Olympic National Park

There's something about getting outside that feels good. That's not a groundbreaking revelation, sure, but it's one that's easy to forget. From playing soccer in the park to dangling off cliffs, being in nature somehow underscores our fundamental human needs: participation, freedom, identity. For me, backpacking does it. The opportunity to detach from routine and make exploratory choices never disappoints.

So I'd like to express thanks for the millions of acres—no joke—of wilderness available to us in the US. An enormous thank you to the National Park Service, which turns 100 today, for preserving these historical and ecological spaces. I am so glad that Woodrow Wilson (and some other folks) were forward-thinking enough to recognize how important it would be to protect our natural resources, tout them, and back it all up with policy!

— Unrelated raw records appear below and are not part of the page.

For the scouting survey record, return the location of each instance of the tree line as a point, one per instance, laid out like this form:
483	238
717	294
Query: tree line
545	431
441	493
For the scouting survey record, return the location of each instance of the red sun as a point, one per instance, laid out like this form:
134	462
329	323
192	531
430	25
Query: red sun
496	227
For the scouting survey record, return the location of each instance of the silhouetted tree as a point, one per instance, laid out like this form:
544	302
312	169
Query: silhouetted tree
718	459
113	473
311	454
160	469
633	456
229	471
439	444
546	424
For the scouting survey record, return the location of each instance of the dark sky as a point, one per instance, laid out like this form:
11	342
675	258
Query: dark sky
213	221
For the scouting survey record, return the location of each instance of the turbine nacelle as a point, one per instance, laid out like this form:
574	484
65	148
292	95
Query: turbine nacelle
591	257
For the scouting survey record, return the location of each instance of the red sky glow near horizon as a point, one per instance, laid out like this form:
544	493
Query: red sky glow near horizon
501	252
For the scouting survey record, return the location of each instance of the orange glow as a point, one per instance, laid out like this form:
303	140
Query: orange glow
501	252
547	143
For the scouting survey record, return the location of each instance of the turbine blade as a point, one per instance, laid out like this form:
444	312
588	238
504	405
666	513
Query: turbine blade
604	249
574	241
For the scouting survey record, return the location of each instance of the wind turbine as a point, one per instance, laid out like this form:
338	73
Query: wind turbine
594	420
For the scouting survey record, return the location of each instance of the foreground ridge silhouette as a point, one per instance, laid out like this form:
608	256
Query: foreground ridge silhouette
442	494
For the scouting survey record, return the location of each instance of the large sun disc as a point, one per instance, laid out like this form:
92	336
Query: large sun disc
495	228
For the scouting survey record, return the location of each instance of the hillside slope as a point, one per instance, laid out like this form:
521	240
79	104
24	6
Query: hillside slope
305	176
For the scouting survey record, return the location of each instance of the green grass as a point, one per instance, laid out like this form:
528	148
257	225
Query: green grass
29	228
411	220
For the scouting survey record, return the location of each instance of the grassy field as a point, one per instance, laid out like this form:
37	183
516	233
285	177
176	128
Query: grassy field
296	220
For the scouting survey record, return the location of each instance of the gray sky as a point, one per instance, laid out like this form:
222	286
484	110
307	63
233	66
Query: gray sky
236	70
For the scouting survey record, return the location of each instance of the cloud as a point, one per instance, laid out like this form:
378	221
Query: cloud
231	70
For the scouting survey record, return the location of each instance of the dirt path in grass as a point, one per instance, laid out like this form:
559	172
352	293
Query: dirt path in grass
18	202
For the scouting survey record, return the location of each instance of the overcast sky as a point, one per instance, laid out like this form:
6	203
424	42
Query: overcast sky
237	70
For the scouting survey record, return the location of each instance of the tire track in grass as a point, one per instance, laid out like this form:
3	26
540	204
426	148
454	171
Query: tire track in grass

Before you read on, first jot down your answers to this short quiz:

  • What was the first national park?
  • Which national park has been visited the most in history?
  • When were national parks the least popular?
  • How many people visited the Grand Canyon in 2015?

Let's start this retrospective in 1904, and see what we can learn.

Yellowstone: The First National Park

Hovering over the timeline reveals Yellowstone was our first national park. And although NPS visitation data only goes back to 1904, Yellowstone National Park was in fact established in 1872, making it the first in the US. It was also the first in the world, defined at the time to be the first "public park or pleasuring-ground for the benefit and enjoyment of the people." (Can we bring back these immaculate descriptors?)

Our Most Popular National Park: The Smokies

Did you guess that the Great Smoky Mountains is the nation's most popular national park? I didn't. Before analyzing data from the NPS, I would have answered Yosemite or Yellowstone. It's probably a West Coast bias, but I had no idea the Smokies were so popular. And by popular, I mean upwards of 880 million visitors since the park opened in the 1930s.

Declining Attendance in the Late '70s

Our viz makes it clear that there has never been a serious slump in national park attendance, but things did look a bit iffy in the late '70s. By adjusting the Year slider, we easily see that a drop in visitation occurs between 1978 and 1979. Your guess is as good as mine as to why this is, but 1979's energy crisis might have been enough to deter hikers from taking the sometimes-long road trip required to get out to national parks.

Grand Canyon Attendance

In 2015, the Grand Canyon had 5.5 million visitors, an all-time high. Known for its awesome (in the truest sense of the word) viewpoints and plunges, it's not difficult to see why dads across the nation refer to the park as "gorgeous."

Grand Canyon National Park

Let us know what other discoveries you make exploring 100 years of National Park Service data! Then ditch the device and take advantage of those safeguarded natural and cultural resources. You know you want to.

Feeling inspired? Celebrate the NPS on its centennial. Park entrance fees are waived nationwide August 25 through August 28 to encourage learning and exploration of our national parks. You can also join the conversation on your social media platform of choice with #FindYourPark and #NPS100.


Submitted by Mohit S. on

How do I download this one, I wanna try replicating it

Submitted by Anita Campbell (not verified) on

Why isn't Keweenaw National Historical Park in Calumet, Michigan listed? It's an awesome park and we're so proud of it.

Submitted by Kovacs Janos (not verified) on

Could you please let us know the source of the data?

Submitted by shakey (not verified) on

Why there is no access for chinese to apply?

Submitted by Jess (not verified) on

This is just way too cool of a blog and now I actually want to learn Tableau. Thanks for sharing this post and in my obsession of national parks!

Submitted by Steve Kobb (not verified) on

An interesting report, Piper.

Here's a little extra food for thought:

The bad news is that our Park System reports a serious backlog: They have almost $12 Billion dollars in deferred maintenance!

That's not the cost of new stuff; it's just an estimate of what it will cost to keep existing facilities in decent condition.